L'odyssée, en tant que modèle narratif, fonctionne de manière si fiable au cinéma parce qu'elle emmène le public dans un voyage psychologique — non seulement spatial, mais aussi émotionnel. Le protagoniste quitte un état d'ignorance ou d'incomplétude, traverse une série d'obstacles qui le transforment, et revient (ou ne revient pas) en tant qu'homme différent. Ce n'est pas simplement une mécanique de l'intrigue ; c'est une structure fondamentale de la compréhension humaine de l'expérience.
Dans le travail pratique sur le plateau et au montage, la structure de l'odyssée se manifeste souvent sous la forme d'un rythme en trois actes avec des points de retournement identifiables : le personnage est arraché à son monde stable (l'appel à l'aventure), il se charge de compagnons, d'adversaires, de fardeaux mentaux, et doit naviguer dans un monde souterrain — littéralement ou métaphoriquement. Apocalypse Now de Francis Ford Coppola en est l'exemple pédagogique : Sheen remonte le fleuve, chaque kilomètre une couche plus profonde de folie et de découverte de soi.
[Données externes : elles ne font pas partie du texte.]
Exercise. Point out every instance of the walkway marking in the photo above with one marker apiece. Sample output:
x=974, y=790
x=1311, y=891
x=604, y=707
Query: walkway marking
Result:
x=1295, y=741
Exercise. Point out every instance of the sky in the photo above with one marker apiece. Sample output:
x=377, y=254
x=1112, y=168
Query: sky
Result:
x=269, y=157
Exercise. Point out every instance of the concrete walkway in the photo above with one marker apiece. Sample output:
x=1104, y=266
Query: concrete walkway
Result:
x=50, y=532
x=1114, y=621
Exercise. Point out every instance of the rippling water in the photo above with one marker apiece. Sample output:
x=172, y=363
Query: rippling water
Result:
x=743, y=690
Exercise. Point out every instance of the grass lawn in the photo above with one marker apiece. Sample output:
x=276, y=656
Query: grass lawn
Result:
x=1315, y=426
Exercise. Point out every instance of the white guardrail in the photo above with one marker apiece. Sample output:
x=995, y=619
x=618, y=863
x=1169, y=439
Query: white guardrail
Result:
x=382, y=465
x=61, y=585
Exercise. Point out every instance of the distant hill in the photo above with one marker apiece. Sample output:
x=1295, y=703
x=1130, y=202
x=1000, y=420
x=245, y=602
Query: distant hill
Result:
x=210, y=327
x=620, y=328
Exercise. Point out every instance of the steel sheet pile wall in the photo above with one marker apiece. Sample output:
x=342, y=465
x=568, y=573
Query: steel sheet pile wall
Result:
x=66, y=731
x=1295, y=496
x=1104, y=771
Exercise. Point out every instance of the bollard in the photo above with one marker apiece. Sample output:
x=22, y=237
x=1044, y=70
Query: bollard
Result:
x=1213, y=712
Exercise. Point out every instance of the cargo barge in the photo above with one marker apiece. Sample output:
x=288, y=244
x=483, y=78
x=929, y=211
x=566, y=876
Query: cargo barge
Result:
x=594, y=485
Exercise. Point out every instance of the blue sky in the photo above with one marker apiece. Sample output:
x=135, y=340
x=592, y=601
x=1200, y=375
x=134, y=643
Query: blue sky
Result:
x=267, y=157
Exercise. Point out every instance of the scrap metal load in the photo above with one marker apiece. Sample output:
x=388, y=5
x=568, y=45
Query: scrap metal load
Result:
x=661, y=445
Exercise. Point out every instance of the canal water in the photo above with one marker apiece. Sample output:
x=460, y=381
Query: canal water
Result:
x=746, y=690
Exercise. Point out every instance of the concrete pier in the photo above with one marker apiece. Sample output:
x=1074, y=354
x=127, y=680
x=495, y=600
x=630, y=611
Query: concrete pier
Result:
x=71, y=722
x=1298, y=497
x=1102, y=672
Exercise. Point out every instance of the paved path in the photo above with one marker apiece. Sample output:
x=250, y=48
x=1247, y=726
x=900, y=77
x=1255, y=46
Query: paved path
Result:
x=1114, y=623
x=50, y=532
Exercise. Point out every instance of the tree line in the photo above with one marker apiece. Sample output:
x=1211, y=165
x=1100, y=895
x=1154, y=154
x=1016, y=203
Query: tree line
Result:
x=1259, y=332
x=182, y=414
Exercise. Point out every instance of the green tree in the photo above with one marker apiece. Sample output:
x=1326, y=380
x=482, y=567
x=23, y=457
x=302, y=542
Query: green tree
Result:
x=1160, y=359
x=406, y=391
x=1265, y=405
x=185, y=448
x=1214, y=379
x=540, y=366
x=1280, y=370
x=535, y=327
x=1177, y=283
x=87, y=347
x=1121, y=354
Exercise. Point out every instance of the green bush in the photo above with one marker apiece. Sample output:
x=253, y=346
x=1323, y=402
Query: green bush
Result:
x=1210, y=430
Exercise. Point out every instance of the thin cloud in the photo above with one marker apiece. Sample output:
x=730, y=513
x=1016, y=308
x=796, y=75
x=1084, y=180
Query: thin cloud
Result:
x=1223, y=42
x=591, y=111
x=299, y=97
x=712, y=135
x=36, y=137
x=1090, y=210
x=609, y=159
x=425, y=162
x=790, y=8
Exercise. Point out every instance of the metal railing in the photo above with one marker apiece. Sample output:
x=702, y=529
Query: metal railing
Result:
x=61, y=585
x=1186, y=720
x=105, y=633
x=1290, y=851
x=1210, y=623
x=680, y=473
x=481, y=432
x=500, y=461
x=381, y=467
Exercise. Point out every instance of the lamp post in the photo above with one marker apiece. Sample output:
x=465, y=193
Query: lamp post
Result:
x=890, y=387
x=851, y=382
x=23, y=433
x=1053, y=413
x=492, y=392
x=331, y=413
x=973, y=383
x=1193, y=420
C'est l'Odyssée d'Homère dans les habits de la guerre du Vietnam — le voyage extérieur est le porteur de la transformation intérieure.
Qu'est-ce qui rend l'odyssée cinématographiquement attrayante ? Elle permet de longues périodes de variation visuelle — changements de paysage, changements architecturaux, changements de lumière — sans que l'histoire ne se déchire. Le spectateur accepte qu'un personnage erre du point A au point B, parce que l'errance elle-même est significative. Pensez à 2001 : L'Odyssée de l'espace ou au Seigneur des anneaux — le mouvement est le film. Simultanément, dans ces séquences de milieu de film étendues, on peut tisser un développement subtil du personnage sans l'expliquer. Le personnage se fatigue, porte moins, parle différemment.
Au montage, l'odyssée travaille avec des contrastes de rythme : des transitions calmes entre les événements, puis soudainement la confrontation, puis à nouveau la route. Le monteur a de la marge — tout ne doit pas transporter d'informations. Les moments de silence de la fatigue du voyage créent de la tension pour la prochaine confrontation. Et à la fin ? Toutes les odyssées ne se terminent pas par un retour au foyer. Certains films laissent le personnage arriver transformé dans un nouvel endroit — c'est aussi une transformation, même s'il n'y a pas de foyer qui appelle. C'est la variante moderne : l'odyssée comme renaissance intérieure plutôt que retour extérieur.